# Invalid syntax with else in an if-elif-else statement

def rightTriangle ():
length = float (input ("What is the length of the triangle you want to measure? "))
width = float (input ("What is the width of the triangle you want to measure? "))
area = 0.5 * length * width
perimeter = float ((((length * length) + (width * width)) ** 0.5) + length + width)
return area
return perimeter

def equalateralTriangle ():
length = float (input ("What is the length of one of the sides of the triangle? "))
area = 5 * length (length * 3**.5)
perimeter = length * 3
return area
return perimeter

def parallelgoram ():
length = float (input ("What is the length of a side of the parallelogram you want to measure? "))
width = float (input ("What is the width of the parallelgoram you want to measure? "))
area = length * width
perimeter = 2 * (length + width)
return area
return perimeter

def rectangle ():
length = float (input("What is the length of the rectangle you want to measure? "))
width = float (input ("What is the width of the rectangle you want to measure? "))
area = length * width
perimeter = 2 * (length + width)
return area
return perimeter

def square ():
length = float (input("What is the length of one of the sides you want to measure? "))
area = length * length
perimeter = 4 * length
return area
return perimeter

def circle ():
radius = float(input("What is the radius of the triangle you want to measure? "))
perimeter = 2 * 3.14159 * radius
return area
return perimeter

def Main ():
response = input ("The avaiable shapes for finding area and perimeter are: \n (1) Right Triangle \n (2) Equalateral Triangle \n (3) Parallelogram \n (4) Rectangle \n (5) Square \n (6) Circle \nWhich shape do you want to choose? ")

if response == “1”:
area = rightTriangle ()
print ("The area of your right triangle is " + str(area) + “. \n” "The perimeter of your right triangle is " + str(perimeter) + ". ")

elif response == “2”:
area = equalateralTriangle ()
print ("The area for your equalateral triangle is " + str(area) + “. \n” + "The perimeter for your equalateral triangle is " + str(perimeter) + ". ")

elif response == “3”:
area = parallelgoram ()
print ("The area for your parallelogram is " + str(area) + “. \n” + "The perimeter for your parallelogram is " + str(perimeter) + ". ")

elif response == “4”:
area = rectangle ()
print ("The area for your rectangle is " + str(area) + “. \n” "The area for your rectangle is " + str(perimeter) + ". ")

elif response == “5”:
area = square ()
print ("The area for your square is " + str(area) + “. \n” + "The perimeter for your square is " + str(perimeter) + ". ")

elif response == “6”:
area = circle ()
print ("The area for your circle is " + str(area) + “. \n” + ("The perimeter for your circle is " + str(perimeter) + “. “)
else:
print (” You made an incorrect desicion. Please choose the options based through the numbers 1-6.”)
Main ()
again = input(“Do you want to find the area or perimeter of another shape?”)
if again == “yes” or “Yes”:
Main ()

length = 0 ; width = 0 ; area = 0 ; radius = 0 ; perimeter = 0
print (“This is a program designed to ease all life’s troubles with solving the area and perimeter of multiple shapes. For this program, enter the number beside the shape you want to find the area an and the perimeter of. \n”)
Main ()

Usually with an error like this, if the syntax error is not on the line indicated, it is on the preceding code. Check that line (particularly for missing parenthesis).
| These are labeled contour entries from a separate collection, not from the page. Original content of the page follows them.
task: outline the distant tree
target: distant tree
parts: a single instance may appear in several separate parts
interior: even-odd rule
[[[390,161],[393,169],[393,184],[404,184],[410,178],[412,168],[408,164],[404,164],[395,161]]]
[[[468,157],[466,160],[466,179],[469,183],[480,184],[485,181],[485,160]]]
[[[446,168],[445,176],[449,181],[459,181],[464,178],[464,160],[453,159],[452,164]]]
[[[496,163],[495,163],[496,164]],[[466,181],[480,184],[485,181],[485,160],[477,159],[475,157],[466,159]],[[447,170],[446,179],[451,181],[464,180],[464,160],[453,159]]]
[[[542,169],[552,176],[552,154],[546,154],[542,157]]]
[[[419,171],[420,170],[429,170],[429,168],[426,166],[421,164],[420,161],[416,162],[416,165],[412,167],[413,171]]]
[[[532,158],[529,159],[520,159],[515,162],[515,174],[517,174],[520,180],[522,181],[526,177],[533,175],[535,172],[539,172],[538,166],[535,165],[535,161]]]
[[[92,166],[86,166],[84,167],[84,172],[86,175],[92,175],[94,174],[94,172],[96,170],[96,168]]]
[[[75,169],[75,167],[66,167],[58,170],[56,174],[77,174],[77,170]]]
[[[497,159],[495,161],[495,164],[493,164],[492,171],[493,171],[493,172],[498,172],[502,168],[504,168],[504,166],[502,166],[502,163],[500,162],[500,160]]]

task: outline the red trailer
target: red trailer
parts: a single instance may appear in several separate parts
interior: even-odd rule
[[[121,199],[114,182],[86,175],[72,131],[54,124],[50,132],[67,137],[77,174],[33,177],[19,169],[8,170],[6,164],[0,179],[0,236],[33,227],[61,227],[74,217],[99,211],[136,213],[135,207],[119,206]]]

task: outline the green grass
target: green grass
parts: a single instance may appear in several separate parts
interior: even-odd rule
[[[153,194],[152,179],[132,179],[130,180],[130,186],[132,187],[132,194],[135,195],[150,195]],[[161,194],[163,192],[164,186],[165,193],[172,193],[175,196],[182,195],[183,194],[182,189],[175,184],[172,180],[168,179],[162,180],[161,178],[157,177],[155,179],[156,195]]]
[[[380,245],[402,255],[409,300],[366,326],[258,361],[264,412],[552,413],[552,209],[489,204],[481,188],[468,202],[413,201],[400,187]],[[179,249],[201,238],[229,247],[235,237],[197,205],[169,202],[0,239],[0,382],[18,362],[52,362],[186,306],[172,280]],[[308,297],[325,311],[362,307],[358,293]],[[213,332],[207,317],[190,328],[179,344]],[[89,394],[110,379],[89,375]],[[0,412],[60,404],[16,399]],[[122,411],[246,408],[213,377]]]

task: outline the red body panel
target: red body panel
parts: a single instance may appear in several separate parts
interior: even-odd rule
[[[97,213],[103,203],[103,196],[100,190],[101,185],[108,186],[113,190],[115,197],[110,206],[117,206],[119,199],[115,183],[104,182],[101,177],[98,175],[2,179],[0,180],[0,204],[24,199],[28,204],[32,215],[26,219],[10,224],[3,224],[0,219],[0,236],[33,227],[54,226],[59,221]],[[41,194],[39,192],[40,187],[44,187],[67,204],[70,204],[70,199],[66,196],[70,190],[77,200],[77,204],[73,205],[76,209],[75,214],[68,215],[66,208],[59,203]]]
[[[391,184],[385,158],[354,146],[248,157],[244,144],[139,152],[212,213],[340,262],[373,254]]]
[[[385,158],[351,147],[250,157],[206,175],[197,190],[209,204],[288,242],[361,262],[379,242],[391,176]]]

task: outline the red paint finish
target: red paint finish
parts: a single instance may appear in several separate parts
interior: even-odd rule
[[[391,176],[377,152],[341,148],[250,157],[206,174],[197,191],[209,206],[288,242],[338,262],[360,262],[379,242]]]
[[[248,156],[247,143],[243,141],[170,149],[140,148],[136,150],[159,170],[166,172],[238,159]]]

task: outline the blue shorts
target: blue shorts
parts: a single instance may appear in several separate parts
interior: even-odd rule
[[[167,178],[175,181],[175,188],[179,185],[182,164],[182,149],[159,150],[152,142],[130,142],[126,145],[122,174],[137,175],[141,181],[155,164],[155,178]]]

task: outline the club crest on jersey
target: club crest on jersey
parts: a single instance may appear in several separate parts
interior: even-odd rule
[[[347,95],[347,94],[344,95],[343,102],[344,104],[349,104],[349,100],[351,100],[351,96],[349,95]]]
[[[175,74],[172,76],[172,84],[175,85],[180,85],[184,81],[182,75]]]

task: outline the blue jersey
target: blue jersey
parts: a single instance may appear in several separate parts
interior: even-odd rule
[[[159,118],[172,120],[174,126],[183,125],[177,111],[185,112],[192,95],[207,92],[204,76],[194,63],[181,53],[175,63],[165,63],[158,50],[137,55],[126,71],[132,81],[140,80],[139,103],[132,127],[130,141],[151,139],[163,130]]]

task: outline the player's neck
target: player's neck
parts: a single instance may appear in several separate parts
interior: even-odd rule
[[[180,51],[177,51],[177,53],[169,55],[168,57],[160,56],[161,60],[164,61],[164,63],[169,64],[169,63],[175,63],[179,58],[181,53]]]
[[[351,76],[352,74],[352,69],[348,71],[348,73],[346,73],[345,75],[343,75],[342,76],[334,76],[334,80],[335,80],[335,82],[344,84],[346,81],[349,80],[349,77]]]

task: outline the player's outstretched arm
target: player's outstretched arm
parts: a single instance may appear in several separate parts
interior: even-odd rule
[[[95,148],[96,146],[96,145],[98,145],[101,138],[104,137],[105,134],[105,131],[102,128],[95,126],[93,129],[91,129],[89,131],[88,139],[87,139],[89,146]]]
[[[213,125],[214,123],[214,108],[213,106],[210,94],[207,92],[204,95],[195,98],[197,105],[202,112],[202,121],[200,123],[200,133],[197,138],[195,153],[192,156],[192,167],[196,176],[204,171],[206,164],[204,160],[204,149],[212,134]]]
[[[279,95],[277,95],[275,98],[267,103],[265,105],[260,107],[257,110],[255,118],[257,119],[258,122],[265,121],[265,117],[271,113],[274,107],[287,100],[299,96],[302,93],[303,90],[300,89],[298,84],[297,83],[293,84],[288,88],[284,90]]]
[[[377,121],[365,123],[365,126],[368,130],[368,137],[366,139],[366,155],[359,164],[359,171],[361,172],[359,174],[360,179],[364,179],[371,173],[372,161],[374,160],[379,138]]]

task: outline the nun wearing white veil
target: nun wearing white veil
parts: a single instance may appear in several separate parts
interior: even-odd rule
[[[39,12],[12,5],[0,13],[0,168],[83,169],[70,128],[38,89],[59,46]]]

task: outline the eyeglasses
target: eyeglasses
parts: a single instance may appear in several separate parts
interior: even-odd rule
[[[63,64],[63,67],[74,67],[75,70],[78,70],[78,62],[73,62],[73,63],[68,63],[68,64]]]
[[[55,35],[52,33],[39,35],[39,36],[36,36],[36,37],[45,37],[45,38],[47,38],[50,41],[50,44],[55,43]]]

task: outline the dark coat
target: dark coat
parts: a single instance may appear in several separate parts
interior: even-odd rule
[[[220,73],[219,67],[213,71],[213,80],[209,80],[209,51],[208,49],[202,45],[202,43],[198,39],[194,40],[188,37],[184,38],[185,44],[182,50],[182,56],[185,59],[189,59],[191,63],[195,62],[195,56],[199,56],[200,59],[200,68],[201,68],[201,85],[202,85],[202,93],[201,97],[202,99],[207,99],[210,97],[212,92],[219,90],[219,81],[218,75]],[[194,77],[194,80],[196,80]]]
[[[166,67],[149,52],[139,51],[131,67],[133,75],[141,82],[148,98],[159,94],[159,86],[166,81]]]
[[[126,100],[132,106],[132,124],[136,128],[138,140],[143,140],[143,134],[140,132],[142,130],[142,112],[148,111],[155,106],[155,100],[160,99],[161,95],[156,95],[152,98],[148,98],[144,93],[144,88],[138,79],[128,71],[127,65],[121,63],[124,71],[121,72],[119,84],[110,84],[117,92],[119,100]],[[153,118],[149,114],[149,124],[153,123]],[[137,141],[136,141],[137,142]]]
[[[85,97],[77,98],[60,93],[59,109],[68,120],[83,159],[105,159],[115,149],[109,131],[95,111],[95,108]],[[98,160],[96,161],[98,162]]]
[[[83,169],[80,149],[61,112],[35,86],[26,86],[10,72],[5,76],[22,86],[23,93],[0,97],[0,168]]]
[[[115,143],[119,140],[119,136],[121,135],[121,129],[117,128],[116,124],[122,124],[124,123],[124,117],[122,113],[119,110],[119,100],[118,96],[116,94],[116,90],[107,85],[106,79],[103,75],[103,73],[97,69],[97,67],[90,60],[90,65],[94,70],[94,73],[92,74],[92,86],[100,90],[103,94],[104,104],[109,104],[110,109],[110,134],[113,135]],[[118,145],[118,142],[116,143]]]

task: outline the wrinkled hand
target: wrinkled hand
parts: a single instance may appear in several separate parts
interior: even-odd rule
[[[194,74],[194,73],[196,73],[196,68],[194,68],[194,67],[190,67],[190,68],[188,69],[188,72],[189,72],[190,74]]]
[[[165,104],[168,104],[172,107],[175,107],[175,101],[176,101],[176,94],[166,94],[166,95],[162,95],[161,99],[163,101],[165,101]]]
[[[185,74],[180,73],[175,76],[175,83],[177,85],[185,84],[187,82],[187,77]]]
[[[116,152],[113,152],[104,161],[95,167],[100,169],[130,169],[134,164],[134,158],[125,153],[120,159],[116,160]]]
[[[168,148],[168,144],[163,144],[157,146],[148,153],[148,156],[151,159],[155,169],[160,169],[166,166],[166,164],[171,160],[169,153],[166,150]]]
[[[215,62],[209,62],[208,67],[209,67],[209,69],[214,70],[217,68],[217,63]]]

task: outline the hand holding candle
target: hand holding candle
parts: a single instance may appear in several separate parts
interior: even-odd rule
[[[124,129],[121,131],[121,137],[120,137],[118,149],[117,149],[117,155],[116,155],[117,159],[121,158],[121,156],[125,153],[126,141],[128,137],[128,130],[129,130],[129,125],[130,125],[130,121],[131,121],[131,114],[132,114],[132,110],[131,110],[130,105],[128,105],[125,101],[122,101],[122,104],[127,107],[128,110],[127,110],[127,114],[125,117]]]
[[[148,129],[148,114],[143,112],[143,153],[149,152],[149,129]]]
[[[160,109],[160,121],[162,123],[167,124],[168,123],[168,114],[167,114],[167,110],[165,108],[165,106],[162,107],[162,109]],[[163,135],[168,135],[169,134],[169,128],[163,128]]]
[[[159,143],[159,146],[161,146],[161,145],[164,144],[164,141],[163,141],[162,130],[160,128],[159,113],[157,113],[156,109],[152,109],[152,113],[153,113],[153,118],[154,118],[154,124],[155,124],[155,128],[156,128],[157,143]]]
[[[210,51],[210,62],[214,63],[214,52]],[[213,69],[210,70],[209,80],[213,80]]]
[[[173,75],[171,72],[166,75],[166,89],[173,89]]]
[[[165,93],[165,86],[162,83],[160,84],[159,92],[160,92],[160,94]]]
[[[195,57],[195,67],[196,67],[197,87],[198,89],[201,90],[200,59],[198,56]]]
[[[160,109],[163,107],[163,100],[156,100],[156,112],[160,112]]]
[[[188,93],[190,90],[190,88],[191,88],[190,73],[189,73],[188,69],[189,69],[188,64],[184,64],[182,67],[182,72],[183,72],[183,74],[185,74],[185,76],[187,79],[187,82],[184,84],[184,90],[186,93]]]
You had an extra `(` on the previous line.
You are also missing a `*` in one of the previous functions.

To avoid the `main` function calling itself, you could use a `while` loop.

here’s a version using a loop and simulating inputs:

What’s with all the double returns?

Only the first return statement will work here:

If you really need to return two values, you could return a `tuple`.
Like this:

``````def square ():
length = float (input("What is the length of one of the sides you want to measure? "))
area = length * length
perimeter = 4 * length
return (area, perimeter)
``````

and then using that would look like this:

``````(area, perimeter) = square ()
print ("The area for your square is " + str(area) + ". \n" + "The perimeter for your square is " + str(perimeter) + ". ")
``````

Sequences are automatically tuples so we don’t need the parens on the return.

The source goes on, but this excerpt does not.